United States District Court, E.D. Michigan, Southern Division
Aug 14, 2008
Case number 07-13210 (E.D. Mich. Aug. 14, 2008)

Summary

relying on Heintz that “law firms which ‘regularly’ engage in consumer-debt collection activity are considered ‘debt collectors' ”

Summary of this case from Newman v. Trott & Trott, P.C.

Opinion

Case number 07-13210.

August 14, 2008


ORDER


On August 1, 2007, the Plaintiff, Ron Romberger, acting without the benefit of counsel, filed a complaint in an effort to quiet title and obtain damages against the Defendants, Wells Fargo Bank, N.A. ("Wells Fargo"), Mortgage Electronic Registration Systems, Inc. ("MERS"), and Trott Trott, P.C. On April 14th of the following year, the Defendants collectively filed a motion to dismiss the complaint pursuant to Federal Rule of Civil Procedure 12(b)(6), or as an alternative theory, to obtain a summary judgment against Romberger under Rule 56(c).

I.

On August 18, 2006, Romberger signed a mortgage in favor of MERS for the sum of $499,000.00 which was applied to a parcel of property at 54414 Pelican Lane in Shelby Township, Michigan. At a later time during the same year (December 21st), his mortgage was assigned to Wells Fargo. When Romberger failed to satisfy his financial obligations under the mortgage, Wells Fargo retained the law firm of Trott Trott to initiate foreclosure proceedings against the property. On December 29, 2006, this law firm transmitted a letter to Romberger which ostensibly outlined his financial obligations on the mortgage.

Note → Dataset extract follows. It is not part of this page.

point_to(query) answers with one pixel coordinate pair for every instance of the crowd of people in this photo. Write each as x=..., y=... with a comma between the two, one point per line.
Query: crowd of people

Wells Fargo claims that Romberger's last payment was applied to his September 2006 account.

For the four week period between January 5, 2007 and January 26, 2007, Wells Fargo caused a notice of a foreclosure sale to be placed in the Macomb County (Michigan) Legal News. Wells Fargo also posted a notice of the foreclosure sale on the property on January 10, 2007. (Def.'s Ex. H.) During the following month (February 2, 2007), Wells Fargo acquired the property for $500,544.90 by virtue of a sheriff's sale.

A sheriff's deed arising out of the mortgage sale was recorded on February 12, 2007. (Def.'s Ex. H.)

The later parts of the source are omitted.